- Mayadevi (RM) Location Mayadevi (RM) Mayadevi (RM) (Nepal)
- Coordinates: 27°32′24″N 83°9′0″E﻿ / ﻿27.54000°N 83.15000°E
- Country: Nepal
- Province: Lumbini
- District: Kapilvastu
- Wards: 8
- Established: 10 March 2017

Government
- • Type: Rural Council
- • Chairperson: Bajrangi Prasad Kurmi
- • Vice-chairperson: Mrs. Gita Tiwari
- • Term of office: (2017 - 2022)

Area
- • Total: 88.53 km^{2} (34.18 sq mi)

Population (2011)
- • Total: 48,218
- • Density: 540/km^{2} (1,400/sq mi)
- Time zone: UTC+5:45 (Nepal Standard Time)
- Headquarter: Pakadi
- Website: mayadevimunkapilvastu.gov.np

= Mayadevi Rural Municipality, Kapilvastu =

Mayadevi is a Rural municipality located within the Kapilvastu District of the Lumbini Province of Nepal.
The municipality spans 88.53 km2 of area, with a total population of 48,218 according to a 2011 Nepal census.
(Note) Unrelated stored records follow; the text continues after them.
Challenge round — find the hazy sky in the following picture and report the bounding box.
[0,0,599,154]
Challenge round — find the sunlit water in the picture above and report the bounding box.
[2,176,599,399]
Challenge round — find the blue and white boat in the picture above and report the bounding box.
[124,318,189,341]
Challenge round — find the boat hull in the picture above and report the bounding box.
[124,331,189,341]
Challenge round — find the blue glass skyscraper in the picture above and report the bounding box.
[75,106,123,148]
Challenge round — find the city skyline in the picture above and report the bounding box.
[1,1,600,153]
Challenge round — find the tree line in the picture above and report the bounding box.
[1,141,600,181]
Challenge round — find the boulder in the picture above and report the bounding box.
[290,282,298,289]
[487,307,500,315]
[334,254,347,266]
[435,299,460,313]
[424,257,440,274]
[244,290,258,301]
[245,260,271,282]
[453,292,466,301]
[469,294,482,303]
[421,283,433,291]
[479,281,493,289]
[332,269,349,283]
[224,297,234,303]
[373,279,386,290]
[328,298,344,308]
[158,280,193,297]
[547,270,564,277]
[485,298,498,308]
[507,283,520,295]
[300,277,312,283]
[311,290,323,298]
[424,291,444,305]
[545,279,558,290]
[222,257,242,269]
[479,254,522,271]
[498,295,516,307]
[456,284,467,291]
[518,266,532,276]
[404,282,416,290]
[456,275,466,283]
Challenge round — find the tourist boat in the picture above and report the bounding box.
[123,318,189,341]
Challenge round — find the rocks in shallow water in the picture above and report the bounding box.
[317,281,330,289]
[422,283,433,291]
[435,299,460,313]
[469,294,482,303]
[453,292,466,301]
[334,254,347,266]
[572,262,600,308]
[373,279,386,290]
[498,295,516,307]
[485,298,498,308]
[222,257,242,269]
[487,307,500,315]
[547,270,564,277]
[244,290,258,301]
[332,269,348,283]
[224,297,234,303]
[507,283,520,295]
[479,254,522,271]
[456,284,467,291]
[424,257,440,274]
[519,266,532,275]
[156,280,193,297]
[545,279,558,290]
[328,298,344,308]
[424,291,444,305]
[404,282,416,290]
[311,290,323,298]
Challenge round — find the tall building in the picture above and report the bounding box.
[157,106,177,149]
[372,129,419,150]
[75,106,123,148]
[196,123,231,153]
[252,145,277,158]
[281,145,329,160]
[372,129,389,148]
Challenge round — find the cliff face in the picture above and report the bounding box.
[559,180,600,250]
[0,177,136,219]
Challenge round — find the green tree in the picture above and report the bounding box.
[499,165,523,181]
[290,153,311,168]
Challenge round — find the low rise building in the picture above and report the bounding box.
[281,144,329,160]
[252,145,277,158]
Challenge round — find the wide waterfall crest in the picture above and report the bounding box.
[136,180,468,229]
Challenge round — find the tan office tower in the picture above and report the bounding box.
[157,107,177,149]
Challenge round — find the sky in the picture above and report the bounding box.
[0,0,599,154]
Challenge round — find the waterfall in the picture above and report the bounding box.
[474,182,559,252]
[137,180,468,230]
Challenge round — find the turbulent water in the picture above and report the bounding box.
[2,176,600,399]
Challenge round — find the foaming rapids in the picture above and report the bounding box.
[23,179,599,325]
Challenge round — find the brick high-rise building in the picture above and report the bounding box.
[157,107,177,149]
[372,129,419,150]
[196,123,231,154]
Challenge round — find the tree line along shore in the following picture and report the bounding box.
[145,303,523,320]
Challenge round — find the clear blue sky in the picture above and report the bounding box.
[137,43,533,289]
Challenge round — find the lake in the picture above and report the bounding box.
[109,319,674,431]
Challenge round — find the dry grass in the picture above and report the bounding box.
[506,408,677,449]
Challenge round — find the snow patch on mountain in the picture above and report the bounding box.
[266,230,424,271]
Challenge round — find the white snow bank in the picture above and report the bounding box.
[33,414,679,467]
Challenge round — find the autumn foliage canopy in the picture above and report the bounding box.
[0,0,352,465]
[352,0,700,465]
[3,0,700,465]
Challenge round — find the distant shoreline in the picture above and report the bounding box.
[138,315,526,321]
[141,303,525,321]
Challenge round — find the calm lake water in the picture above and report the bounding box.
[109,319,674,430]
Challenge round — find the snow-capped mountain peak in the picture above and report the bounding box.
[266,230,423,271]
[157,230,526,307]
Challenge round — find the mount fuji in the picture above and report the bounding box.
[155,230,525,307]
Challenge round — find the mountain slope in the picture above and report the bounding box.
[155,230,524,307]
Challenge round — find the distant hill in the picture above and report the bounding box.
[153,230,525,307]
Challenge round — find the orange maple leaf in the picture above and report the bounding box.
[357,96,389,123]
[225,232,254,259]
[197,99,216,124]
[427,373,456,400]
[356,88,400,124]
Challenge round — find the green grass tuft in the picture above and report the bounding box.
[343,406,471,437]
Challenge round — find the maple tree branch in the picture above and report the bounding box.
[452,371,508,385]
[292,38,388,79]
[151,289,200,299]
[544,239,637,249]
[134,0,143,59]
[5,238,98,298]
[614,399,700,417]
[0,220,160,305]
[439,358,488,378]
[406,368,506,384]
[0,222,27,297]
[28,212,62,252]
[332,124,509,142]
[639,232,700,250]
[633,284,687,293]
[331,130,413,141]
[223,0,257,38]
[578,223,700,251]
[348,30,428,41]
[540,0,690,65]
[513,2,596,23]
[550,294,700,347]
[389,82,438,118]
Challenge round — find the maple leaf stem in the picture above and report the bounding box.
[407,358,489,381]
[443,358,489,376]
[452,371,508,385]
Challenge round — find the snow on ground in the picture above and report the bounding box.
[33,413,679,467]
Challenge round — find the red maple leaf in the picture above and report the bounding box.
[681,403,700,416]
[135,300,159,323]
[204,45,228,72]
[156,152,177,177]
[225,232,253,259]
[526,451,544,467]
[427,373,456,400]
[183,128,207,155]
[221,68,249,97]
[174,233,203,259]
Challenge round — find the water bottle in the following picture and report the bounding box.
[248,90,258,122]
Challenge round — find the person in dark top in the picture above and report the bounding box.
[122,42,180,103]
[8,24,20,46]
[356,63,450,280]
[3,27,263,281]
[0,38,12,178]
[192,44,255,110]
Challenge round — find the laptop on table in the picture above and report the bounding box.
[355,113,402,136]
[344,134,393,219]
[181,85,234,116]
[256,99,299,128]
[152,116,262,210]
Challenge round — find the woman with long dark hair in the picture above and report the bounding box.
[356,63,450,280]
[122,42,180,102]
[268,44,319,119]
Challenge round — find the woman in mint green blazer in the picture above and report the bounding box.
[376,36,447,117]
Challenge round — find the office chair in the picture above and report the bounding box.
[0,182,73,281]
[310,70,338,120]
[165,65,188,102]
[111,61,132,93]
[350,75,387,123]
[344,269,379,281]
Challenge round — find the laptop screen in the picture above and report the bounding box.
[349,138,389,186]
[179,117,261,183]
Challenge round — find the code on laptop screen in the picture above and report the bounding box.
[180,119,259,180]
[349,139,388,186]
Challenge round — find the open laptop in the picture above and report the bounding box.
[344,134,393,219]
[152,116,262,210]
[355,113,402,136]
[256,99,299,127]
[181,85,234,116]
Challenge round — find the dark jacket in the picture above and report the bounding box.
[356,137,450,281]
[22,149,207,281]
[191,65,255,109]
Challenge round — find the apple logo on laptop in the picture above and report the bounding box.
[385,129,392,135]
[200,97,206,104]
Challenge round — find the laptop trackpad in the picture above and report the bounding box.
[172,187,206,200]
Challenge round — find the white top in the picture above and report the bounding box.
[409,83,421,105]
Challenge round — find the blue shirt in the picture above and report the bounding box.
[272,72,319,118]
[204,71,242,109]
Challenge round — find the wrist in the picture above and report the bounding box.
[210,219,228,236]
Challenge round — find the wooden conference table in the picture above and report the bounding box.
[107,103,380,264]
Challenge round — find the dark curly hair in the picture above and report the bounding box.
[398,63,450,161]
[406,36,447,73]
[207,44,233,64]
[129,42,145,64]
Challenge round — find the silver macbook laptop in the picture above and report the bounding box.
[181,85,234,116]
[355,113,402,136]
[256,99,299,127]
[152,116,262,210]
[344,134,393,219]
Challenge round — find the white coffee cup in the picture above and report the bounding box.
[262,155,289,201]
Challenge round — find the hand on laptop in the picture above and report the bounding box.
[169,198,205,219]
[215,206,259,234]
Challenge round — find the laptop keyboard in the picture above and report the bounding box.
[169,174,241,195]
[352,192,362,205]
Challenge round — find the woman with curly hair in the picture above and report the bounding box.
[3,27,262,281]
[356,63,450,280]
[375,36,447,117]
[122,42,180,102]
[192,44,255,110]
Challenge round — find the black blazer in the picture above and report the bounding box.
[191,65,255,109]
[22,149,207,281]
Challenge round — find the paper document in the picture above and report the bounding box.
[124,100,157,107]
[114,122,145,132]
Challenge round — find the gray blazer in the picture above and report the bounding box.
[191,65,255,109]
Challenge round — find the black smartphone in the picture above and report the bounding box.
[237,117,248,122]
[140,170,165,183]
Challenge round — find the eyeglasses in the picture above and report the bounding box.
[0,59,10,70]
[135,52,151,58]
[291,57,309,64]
On March 10, 2017, the Government of Nepal restructured the local level bodies into 753 new local level structures.
The previous Pakadi, Abhirawa, Phulika, Pipri, Baluhawa, Dumra, Haranampur and Bijuwa VDCs were merged to form Mayadevi Rural Municipality.
Mayadevi is divided into 8 wards, with Pakadi declared the administrative center of the rural municipality.